De acuerdo con el artículo 149 bis del Código Penal Federal, también podría configurarse el delito de genocidio, dado que se procedió a la destrucción parcial de un grupo nacional (los estudiantes de la Normal Rural de Ayotzinapa), quienes desde tiempo atrás venían siendo sometidos a un hostigamiento sistemático, continuado y prolongado con la participación directa de funcionarios públicos en la planeación y perpetración de los hechos, y su amplificación a través de los medios de difusión masiva, como reproductores serviles de la “verdad oficial”.
Al respecto, cabe recordar que el 12 de diciembre de 2011 dos estudiantes de esa normal rural –Jorge Alexis Herrera y Gabriel Echeverría– fueron ejecutados de manera sumaria extrajudicial por agentes de civil en la Autopista del Sol, en Chilpancingo, Guerrero; cuatro más resultaron heridos y 24 fueron sometidos a torturas y tratos crueles y degradantes por funcionarios policiales. Capturado en el lugar de los hechos, el estudiante Gerardo Torres fue aislado, incomunicado y trasladado a una casa abandonada en Zumpango, donde lo desnudaron y torturaron. Después, con la intención de fabricar un culpable o chivo expiatorio, le sembraron un arma AK-47 de las llamadas cuerno de chivo y lo obligaron a disparar y tocar los casquillos percutidos para impregnar sus manos de pólvora, con la intención de imputarle la muerte de sus dos compañeros.
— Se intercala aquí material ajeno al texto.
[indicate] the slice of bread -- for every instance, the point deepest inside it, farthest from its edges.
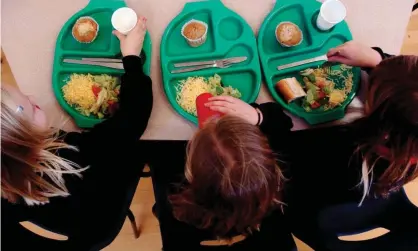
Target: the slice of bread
(291, 89)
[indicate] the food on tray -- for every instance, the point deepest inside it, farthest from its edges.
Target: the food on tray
(92, 94)
(291, 89)
(189, 89)
(85, 30)
(288, 34)
(124, 20)
(195, 32)
(321, 90)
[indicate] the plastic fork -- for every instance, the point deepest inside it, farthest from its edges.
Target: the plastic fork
(225, 63)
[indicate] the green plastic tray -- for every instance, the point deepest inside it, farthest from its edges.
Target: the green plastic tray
(228, 36)
(105, 45)
(315, 43)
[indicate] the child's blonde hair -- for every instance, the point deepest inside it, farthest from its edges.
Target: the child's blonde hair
(30, 170)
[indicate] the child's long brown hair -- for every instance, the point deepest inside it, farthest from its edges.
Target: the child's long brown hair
(30, 170)
(233, 177)
(391, 121)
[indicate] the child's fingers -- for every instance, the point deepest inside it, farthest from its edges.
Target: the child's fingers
(222, 109)
(218, 103)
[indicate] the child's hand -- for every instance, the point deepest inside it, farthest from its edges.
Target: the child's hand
(233, 106)
(132, 43)
(354, 54)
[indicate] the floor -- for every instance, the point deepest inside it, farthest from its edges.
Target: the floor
(149, 239)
Entonces un grupo de expertos internacionales determinó que hubo un uso excesivo y desproporcionado de la fuerza coercitiva del Estado y las armas de fuego, con el objetivo de contener una manifestación pública. Dos agentes policiales sindicados como autores materiales de los homicidios fueron dejados en libertad un año después, lo que demuestra la colusión de la justicia del estado de Guerrero con la estructura de mando de los organismos de seguridad pública. Con una consecuencia lógica, consustancial al Adn del sistema político mexicano: los autores materiales e intelectuales de las dos ejecuciones extrajudiciales y las torturas y tratos crueles y degradantes gozan en la actualidad de protección e impunidad.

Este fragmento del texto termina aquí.